Just a year later, the keyboardist and guitarist extremists are joining forces, surrounding themselves with a completely different supporting band. “Plymouth,” as this new band is called, is also the name of the new disc (due out April 6, 2014 via Rare Noise Records). Joining the two this time are Gerald Cleaver on drums, Mary Halvorson on guitar and Chris Lightcap on bass…not the usual standup bass, mind you, but a hollow bodied electric bass with a fuzz pedal. That’s added on top of the fuzz coming from Saft’s organs, and the distortion tones the sometimes can be heard emitting from the guitars. Not completely abandoning the acoustic spirit, Saft also plays a piano but one that’s run through an Echoplex, and Cleaver brings a tough but acoustic attitude to the drums.
Another Saft and Morris meeting goes a long way toward making Plymouth one of the most deservedly anticipated releases in experimental music this year, but don’t overlook the Morris/Halvorson union, either. Halvorson is the next generation’s Joe Morris (and you don’t have to take my word on that), a guitarist with a unique voice and who can find the harmonic center from the vaguest of clues. Thrown in an arena with Morris — much less Saft, Lightcap and Cleaver — is child’s play for this former student of Morris, and we’re treated to a lot of her direct interactions with the elder guitarist. The big takeaway is not how they butt heads and battle each other but instead how they complement each other so well.
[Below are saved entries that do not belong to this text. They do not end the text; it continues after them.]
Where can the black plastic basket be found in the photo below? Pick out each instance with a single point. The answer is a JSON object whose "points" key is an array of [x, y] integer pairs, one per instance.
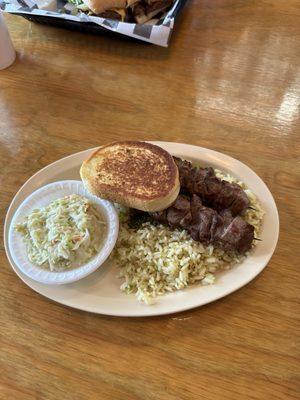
{"points": [[88, 27]]}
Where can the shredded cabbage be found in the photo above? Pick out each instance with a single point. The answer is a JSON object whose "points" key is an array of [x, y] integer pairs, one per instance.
{"points": [[65, 234]]}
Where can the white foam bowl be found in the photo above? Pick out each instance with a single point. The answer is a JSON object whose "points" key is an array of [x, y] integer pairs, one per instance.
{"points": [[41, 198]]}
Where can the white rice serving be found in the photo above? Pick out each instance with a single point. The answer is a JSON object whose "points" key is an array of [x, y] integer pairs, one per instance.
{"points": [[154, 260]]}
Plymouth‘s tunes are all jams like Slobber Pup‘s, only three of three of ’em in all, and it too sounds dirty and raw. The difference this time is the intensity isn’t relentless, there’s room from song development, texturing and little things that tend to get noticed better. All this works in favor of (and perhaps because of) Halvorson and her interaction with that other guitarist, Morris.
“Manomet” is a twenty-minute long, lumbering, droning organism with no tempo and Morris and Halvorson peppering the fringes of it with abstruse and unhurried lines. Soon afterwards, Saft’s B3 begins a long ascension into the forefront, eventually drowning out the guitarists. Halvorson mounts a counterattack and Morris joins in with sharp, distorted flutters, shooing away Shaft’s provocation and opening up a vast space where everyone collects themselves; Halvorson offers up a soft pattern of chords as Morris undertakes a psychedelic route in hushed tones to take this monster of a tune to the end.
A celestial, Echoplex piano commences “Plimouth,” while Morris, Lightcap and Halvorson’s signature nosedives probe around Saft’s astral showers. About midway through, things take a turn toward the rock side of things and Saft’s piano is overtaken by a big dose of organ and Cleaver’s straight-ahead pounding. Guitars and bass add to the party but that piano is still hanging around, almost superfluously. Morris’ blues-rock figures once again brings a song to its ending.
The shimmering piano again provides the initial backdrop, this time for the half-hour ride “Standish.” Halvorson adds blotches of curved-sound color that Saft sometimes responds with note bendings of his own and together with Lightcap’s wandering bass lines form an alliance of serenity. But then here comes that B3 from well behind the front line and once again, serenity turns into intensity. Everyone is improvising together instinctually as a unit, too. The grind comes to a standstill at the seventeen-minute mark and the Echoplex piano returns. Like opening up the windows to a house to let the random but refreshing spring breeze in, the five reload with new ideas, eventually returning to the thickness they molded earlier but with a renewed perspective. The whole thing culminates in Saft’s soaring organ solo, challenged by Cleaver’s insanely perceptive support.
Plymouth will probably be considered the successor to Slobber Pup, and that’s probably justified. But players like Halvorson, Cleaver and Lightcap aren’t brought in to round out an existing sound, they’re there to play key roles in shaping it. They do, and with the core of Saft and Morris remaining intact through it all, Plymouth is another triumph of sinister, free rock-jazz and the extemporaneous way it all came together.